Снегурочье солнышко нежное и певучее.
Морозы смирения зябкие, толстотучие –
скрипят, и пугают, и прячут мою зарю.
Взгляни на меня – как на дудочке заиграй.
Костёр разгорится березовый и отчаянный.
И музыка досочинит нас своим звучанием,
и ноты по-птичьему выклюнут – забирай.
С поземкой рассеюсь, впитаюсь в твою гортань.
Утихнет костер, соль мажор прорастёт в подзольное.
Снегурочье солнышко – белое лёлье золото
капели и пепла, и музыки снеготай.
* * *
И будет огнями искриться твоя тоска
в окне на девятом обветренном этаже.
Твой зов излучать станет молнией небий скат
и лампы сгорят, и потухнет старик торшер.
Услышу, приду я смотреть в эту черноту,
пока ты не выглянешь, чтобы меня узнать.
Сорвешь надпанельную маленькую звезду,
засунешь в рукав – расцветет на земле весна.
Ты станешь напротив меня – потечëт река.
Окажется, две наши боли – родная кровь.
Ты выпустишь белый кораблик через рукав.
И он поплывет, не боясь на пути ветров.
Забудется прошлое как непонятный сон.
Кораблик распутает реку в свои края.
Ты скажешь – я знал, ты поймешь мой зов.
И голос твой будет мелодией сентября.
* * *
Унеси меня лес, унеси в свой народный шум –
я иду по тебе и снова дышу. Дышу!
Простота здесь чирикает и родником пульсит –
это памятью бьётся сердце лесной Руси.
Пробивается солнце сквозь длинноствольный ряд.

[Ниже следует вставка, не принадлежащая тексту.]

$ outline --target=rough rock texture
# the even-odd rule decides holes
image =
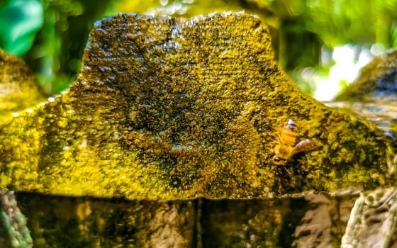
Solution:
[[[40,248],[335,247],[357,197],[159,202],[17,193]]]
[[[388,181],[381,132],[304,95],[257,18],[95,24],[66,92],[0,129],[0,186],[128,199],[269,198]],[[272,162],[280,125],[323,146]]]
[[[371,98],[397,97],[397,50],[375,57],[362,68],[359,77],[335,101],[364,101]]]
[[[397,191],[379,188],[356,201],[342,247],[396,247]]]

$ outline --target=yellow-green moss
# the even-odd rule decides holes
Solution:
[[[381,133],[298,89],[252,16],[116,16],[96,24],[83,62],[67,92],[0,130],[1,185],[171,200],[393,184]],[[282,168],[273,148],[290,118],[296,142],[323,146]]]

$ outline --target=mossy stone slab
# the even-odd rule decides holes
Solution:
[[[382,133],[302,93],[244,13],[99,21],[76,82],[33,110],[0,130],[0,186],[171,201],[393,184]],[[290,118],[296,142],[323,146],[283,168],[272,157]]]

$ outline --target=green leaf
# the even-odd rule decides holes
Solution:
[[[11,0],[0,4],[0,47],[23,55],[32,46],[43,20],[39,0]]]

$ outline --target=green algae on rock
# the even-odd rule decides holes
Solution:
[[[376,57],[361,71],[359,78],[335,101],[364,101],[371,98],[397,97],[397,50]]]
[[[273,164],[293,118],[320,148]],[[128,199],[269,198],[387,181],[381,132],[304,95],[255,16],[95,24],[67,92],[0,130],[0,186]]]

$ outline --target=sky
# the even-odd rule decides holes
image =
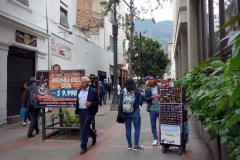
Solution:
[[[146,3],[148,0],[135,0],[134,4],[137,6],[137,8],[141,8],[141,6],[148,6],[149,4]],[[156,0],[150,0],[153,4],[157,4]],[[161,1],[161,0],[160,0]],[[126,0],[126,2],[129,4],[129,0]],[[157,5],[155,5],[157,6]],[[141,15],[141,18],[145,19],[151,19],[151,15]],[[156,22],[164,21],[164,20],[172,20],[172,6],[170,4],[170,0],[163,2],[163,8],[160,7],[153,12],[153,17]]]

Мне берёза – сестрица, дуб – вековой мой брат.
Благодать такая, что миро и мир в корнях
и зелёное солнце падает на меня.
И бреду по тропам, по чьим-то земным следам,
и по мне не колокол – лес весь звенит. И там,
под открытым небом благословляет Бог
Я иду со службы, листья несу с собой.
Музыка русского поля
Я касаюсь земли, желтеющей мать-и-мачехи:
только матерью будь. Лишь матерью этим мальчикам.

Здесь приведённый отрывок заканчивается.